Vittoria netta e senza appello per i Charlotte Hornets, che superano i Phoenix Suns con il punteggio di 127-107 e rafforzano le proprie ambizioni in ottica playoff nella Eastern Conference. Il successo rappresenta il settimo nelle ultime nove partite, confermando il grande momento di forma della squadra.
Bridges guida l’attacco, squadra in grande fiducia
Il protagonista principale della serata è stato Miles Bridges, autore di 25 punti con ottime percentuali al tiro. Fondamentale anche il contributo collettivo: Kon Knueppel ha chiuso con 20 punti, mentre Coby White ne ha aggiunti 19 partendo dalla panchina.
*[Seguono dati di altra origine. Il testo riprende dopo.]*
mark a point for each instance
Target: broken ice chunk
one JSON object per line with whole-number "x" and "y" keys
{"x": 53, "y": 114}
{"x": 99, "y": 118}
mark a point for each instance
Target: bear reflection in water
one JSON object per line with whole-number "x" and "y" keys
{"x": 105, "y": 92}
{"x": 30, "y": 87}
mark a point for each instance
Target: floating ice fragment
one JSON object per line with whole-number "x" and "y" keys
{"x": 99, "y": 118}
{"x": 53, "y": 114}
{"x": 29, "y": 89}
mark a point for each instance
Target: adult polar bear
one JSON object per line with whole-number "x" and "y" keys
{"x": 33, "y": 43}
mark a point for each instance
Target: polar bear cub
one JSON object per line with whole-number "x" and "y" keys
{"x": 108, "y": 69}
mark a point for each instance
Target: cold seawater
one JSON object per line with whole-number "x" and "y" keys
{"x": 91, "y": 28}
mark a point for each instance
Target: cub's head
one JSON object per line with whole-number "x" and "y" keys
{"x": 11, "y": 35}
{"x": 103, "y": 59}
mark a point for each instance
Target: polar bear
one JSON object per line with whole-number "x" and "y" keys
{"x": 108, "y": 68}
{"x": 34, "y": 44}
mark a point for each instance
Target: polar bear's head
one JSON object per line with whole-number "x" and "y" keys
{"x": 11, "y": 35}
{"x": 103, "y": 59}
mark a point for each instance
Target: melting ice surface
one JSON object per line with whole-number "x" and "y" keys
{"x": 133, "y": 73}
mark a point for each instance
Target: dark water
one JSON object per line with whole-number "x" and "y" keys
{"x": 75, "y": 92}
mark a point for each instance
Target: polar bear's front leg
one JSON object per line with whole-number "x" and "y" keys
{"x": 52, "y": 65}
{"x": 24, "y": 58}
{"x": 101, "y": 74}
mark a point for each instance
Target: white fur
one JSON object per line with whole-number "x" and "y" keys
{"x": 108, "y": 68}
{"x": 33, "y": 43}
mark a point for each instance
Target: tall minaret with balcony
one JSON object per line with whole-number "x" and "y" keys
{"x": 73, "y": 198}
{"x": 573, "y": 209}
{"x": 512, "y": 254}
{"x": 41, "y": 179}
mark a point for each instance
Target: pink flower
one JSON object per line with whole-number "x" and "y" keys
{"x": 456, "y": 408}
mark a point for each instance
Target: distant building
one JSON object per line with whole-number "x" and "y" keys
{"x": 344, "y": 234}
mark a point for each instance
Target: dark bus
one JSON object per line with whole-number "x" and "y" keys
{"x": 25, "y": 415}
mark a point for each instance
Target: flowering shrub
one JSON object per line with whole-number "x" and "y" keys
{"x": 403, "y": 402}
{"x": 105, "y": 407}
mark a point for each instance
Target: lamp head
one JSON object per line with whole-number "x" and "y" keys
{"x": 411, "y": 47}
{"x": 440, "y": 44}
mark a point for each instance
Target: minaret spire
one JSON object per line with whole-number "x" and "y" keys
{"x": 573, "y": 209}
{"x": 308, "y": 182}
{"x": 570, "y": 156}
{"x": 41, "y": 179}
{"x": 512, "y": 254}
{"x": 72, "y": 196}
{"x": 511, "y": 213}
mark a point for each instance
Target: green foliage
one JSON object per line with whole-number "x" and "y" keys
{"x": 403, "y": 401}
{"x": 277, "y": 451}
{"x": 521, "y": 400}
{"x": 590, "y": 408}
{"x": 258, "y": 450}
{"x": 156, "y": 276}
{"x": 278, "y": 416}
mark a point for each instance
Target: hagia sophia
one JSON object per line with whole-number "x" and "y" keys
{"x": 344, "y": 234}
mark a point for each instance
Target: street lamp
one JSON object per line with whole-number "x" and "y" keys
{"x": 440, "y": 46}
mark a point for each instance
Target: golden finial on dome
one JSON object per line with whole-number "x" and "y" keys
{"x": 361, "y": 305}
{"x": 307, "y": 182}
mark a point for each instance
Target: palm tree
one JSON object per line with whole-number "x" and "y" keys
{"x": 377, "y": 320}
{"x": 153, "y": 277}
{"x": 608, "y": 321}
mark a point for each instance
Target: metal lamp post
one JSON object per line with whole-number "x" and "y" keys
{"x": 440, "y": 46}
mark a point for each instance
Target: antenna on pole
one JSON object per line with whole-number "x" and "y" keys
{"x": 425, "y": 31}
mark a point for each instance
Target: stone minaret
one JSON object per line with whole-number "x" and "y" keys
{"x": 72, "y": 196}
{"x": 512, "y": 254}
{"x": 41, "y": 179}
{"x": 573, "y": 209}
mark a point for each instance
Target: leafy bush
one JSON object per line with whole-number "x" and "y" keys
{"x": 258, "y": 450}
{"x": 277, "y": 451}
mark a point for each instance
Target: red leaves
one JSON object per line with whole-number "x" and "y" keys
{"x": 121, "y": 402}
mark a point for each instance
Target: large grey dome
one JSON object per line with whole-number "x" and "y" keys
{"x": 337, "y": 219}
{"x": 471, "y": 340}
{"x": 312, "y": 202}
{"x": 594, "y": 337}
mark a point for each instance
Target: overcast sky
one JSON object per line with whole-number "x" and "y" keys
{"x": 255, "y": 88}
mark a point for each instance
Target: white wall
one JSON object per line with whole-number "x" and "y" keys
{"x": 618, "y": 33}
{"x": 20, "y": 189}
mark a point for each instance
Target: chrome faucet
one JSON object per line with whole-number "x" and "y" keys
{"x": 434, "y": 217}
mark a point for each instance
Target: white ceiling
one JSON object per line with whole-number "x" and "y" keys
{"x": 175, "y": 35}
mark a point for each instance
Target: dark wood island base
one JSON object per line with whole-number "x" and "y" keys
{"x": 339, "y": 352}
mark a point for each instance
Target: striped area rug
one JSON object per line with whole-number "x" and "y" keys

Importanti anche le prestazioni di Brandon Miller, con 17 punti, e soprattutto di LaMelo Ball, che ha sfiorato la doppia doppia con 15 punti e 11 assist, risultando decisivo nella gestione del ritmo offensivo.
Grazie a questa prestazione corale, Charlotte sale a un record di 41-36, restando pienamente in corsa per un posto nei playoff.
Suns in difficoltà nonostante un buon avvio
Dall’altra parte, i Phoenix Suns hanno avuto un buon impatto iniziale, trascinati da Jalen Green, autore di 25 punti, e da Devin Booker, che ha segnato 22 punti totali, 17 dei quali nella prima metà di gara.
Non sono bastati i contributi di Dillon Brooks e Grayson Allen, entrambi a quota 13 punti, per evitare una sconfitta pesante. I Suns, ora sul 42-35, continuano a soffrire lontano da casa, con sei sconfitte nelle ultime sette trasferte.
La svolta nel cuore della partita
Dopo un primo quarto favorevole agli ospiti, capaci di portarsi avanti fino al 41-33, la partita cambia volto nel secondo periodo. Gli Hornets piazzano un parziale decisivo nel finale di primo tempo, andando all’intervallo in vantaggio per 66-60.
La vera accelerazione arriva però tra terzo e quarto periodo: Charlotte segna 69 punti complessivi nei due quarti centrali e costruisce un margine solido, arrivando sul 102-87 all’inizio dell’ultimo quarto.
Da quel momento, il controllo della gara è totale, con un vantaggio sempre in doppia cifra che permette agli Hornets di gestire senza rischi fino alla sirena finale.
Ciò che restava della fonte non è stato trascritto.